Estoy convencido de que ese porcentaje debe ser muy bajo. Lo cual no resulta sorprendente,
habida cuenta de que la estructura de nuestra sociedad de masas sigue siendo fuertemente
propagandística, como en su día entendió el sobrino de Sigmund Freud, Edward Bernays, tan
temprano como en 1928: “En teoría, cada ciudadano toma sus decisiones en cuestiones públicas
y asuntos de conducta privada. En la práctica, si todos los hombres tuvieran que estudiar por sí
mismos los abstrusos datos económicos, políticos y éticos implicados en cada cuestión,
encontrarían que es imposible llegar a una conclusión sobre nada.”

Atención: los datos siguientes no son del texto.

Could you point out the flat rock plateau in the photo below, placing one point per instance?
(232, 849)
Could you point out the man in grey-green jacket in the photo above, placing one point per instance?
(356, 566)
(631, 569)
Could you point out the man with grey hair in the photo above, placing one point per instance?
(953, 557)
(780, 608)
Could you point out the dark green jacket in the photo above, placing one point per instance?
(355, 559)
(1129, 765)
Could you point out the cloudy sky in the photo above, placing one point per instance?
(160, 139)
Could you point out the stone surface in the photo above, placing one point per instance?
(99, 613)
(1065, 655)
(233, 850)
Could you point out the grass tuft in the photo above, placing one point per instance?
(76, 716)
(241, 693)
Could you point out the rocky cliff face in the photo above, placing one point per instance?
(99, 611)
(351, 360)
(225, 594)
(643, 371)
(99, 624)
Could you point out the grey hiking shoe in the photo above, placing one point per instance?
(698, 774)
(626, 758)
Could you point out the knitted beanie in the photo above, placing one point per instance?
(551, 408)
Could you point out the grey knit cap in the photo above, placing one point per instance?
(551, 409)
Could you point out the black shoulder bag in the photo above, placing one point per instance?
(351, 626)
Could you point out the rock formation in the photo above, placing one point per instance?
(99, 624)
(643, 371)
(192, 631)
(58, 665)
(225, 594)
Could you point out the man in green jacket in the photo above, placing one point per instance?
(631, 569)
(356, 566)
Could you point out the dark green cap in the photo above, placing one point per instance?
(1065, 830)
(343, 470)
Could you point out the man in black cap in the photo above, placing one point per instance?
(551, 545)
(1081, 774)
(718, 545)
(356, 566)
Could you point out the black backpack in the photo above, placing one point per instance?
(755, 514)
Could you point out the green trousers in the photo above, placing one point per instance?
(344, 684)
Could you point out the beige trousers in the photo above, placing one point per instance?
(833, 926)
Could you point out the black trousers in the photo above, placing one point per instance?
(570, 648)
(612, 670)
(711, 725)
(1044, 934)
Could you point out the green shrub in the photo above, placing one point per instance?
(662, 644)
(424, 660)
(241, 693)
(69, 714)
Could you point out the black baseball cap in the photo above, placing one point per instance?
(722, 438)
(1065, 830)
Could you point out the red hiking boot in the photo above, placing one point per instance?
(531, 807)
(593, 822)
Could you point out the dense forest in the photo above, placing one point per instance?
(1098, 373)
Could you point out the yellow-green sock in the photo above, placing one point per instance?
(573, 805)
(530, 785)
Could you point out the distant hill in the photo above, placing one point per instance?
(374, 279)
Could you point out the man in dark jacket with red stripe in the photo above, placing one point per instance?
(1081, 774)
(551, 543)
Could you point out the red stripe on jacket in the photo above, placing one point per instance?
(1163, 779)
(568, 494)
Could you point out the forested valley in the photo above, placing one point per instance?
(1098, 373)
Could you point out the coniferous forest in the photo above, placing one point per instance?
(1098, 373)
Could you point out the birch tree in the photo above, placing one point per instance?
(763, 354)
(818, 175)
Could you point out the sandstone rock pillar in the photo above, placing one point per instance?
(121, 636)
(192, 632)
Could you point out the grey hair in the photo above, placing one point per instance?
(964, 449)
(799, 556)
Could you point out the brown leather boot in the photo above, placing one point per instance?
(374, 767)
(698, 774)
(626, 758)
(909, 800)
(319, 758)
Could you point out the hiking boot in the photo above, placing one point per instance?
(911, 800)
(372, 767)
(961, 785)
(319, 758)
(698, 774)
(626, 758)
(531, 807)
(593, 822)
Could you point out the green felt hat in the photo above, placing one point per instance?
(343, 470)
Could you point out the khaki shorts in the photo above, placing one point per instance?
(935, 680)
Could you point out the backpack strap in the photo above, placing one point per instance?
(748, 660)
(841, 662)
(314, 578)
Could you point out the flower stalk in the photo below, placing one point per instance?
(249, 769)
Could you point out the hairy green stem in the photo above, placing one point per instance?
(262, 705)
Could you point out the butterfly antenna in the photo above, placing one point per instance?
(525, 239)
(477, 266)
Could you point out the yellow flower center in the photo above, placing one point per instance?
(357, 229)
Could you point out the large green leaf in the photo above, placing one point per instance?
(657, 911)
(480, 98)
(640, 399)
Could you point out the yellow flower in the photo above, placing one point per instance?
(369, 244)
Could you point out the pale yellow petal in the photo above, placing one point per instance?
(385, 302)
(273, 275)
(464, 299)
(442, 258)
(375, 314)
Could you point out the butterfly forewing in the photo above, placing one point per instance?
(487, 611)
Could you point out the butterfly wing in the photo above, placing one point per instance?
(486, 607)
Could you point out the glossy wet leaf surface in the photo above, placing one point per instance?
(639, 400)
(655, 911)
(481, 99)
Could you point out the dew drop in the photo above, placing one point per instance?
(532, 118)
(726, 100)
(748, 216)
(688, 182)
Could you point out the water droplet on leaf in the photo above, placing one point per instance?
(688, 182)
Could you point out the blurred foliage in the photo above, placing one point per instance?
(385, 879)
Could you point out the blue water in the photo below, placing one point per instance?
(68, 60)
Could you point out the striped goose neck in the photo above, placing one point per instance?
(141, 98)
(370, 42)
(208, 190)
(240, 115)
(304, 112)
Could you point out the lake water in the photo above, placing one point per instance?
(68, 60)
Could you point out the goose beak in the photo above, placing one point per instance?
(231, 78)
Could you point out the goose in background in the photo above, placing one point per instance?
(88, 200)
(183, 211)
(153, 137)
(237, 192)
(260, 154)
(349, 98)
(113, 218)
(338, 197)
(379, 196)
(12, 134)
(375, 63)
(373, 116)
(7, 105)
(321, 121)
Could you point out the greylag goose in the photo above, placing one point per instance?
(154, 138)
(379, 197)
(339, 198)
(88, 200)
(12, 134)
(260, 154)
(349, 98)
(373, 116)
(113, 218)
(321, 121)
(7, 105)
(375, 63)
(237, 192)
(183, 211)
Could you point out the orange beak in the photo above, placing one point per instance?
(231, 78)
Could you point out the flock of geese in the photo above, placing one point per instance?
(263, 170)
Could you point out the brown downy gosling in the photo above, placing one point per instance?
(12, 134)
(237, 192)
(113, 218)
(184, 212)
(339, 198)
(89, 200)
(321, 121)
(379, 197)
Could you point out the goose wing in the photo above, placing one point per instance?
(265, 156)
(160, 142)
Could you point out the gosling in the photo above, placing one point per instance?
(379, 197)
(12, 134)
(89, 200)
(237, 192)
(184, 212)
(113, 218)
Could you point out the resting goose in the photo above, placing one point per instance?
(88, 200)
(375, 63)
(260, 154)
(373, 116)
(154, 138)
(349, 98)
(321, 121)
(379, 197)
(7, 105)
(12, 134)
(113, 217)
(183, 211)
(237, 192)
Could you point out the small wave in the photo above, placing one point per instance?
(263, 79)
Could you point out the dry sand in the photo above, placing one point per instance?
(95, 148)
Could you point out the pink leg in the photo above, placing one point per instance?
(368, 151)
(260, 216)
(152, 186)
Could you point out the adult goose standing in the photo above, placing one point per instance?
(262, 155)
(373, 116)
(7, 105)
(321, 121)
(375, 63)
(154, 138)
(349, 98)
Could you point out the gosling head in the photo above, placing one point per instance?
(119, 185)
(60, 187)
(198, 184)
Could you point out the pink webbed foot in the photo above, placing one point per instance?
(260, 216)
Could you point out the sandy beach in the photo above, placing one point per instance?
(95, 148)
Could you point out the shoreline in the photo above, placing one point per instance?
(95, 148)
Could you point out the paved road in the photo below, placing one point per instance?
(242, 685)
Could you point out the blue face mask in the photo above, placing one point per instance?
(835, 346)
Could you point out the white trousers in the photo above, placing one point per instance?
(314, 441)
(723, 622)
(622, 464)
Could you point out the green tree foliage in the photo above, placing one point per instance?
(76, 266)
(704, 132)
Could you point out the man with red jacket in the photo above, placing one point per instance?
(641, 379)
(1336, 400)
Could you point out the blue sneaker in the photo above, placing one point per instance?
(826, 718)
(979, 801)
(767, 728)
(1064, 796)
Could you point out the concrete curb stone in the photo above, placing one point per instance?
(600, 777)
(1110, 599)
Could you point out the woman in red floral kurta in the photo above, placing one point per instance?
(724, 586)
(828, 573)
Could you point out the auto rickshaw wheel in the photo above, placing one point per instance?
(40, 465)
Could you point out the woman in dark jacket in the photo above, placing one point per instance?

Cabe recordar, eso sí, que siempre que hablamos aquí de “conservadores” y “progresistas” nos
referimos a conservadores y progresistas anglosajones. Nos referimos mayoritariamente a gente
“weird”. Podemos hacer la suposición razonable de que conclusiones similares pueden
extrapolarse a los demás países del área de influencia occidental, incluyendo España, pero es
más discutible que pueda aplicarse el mismo análisis a las lejanas naciones orientales, por no
hablar de culturas tradicionales no europeas.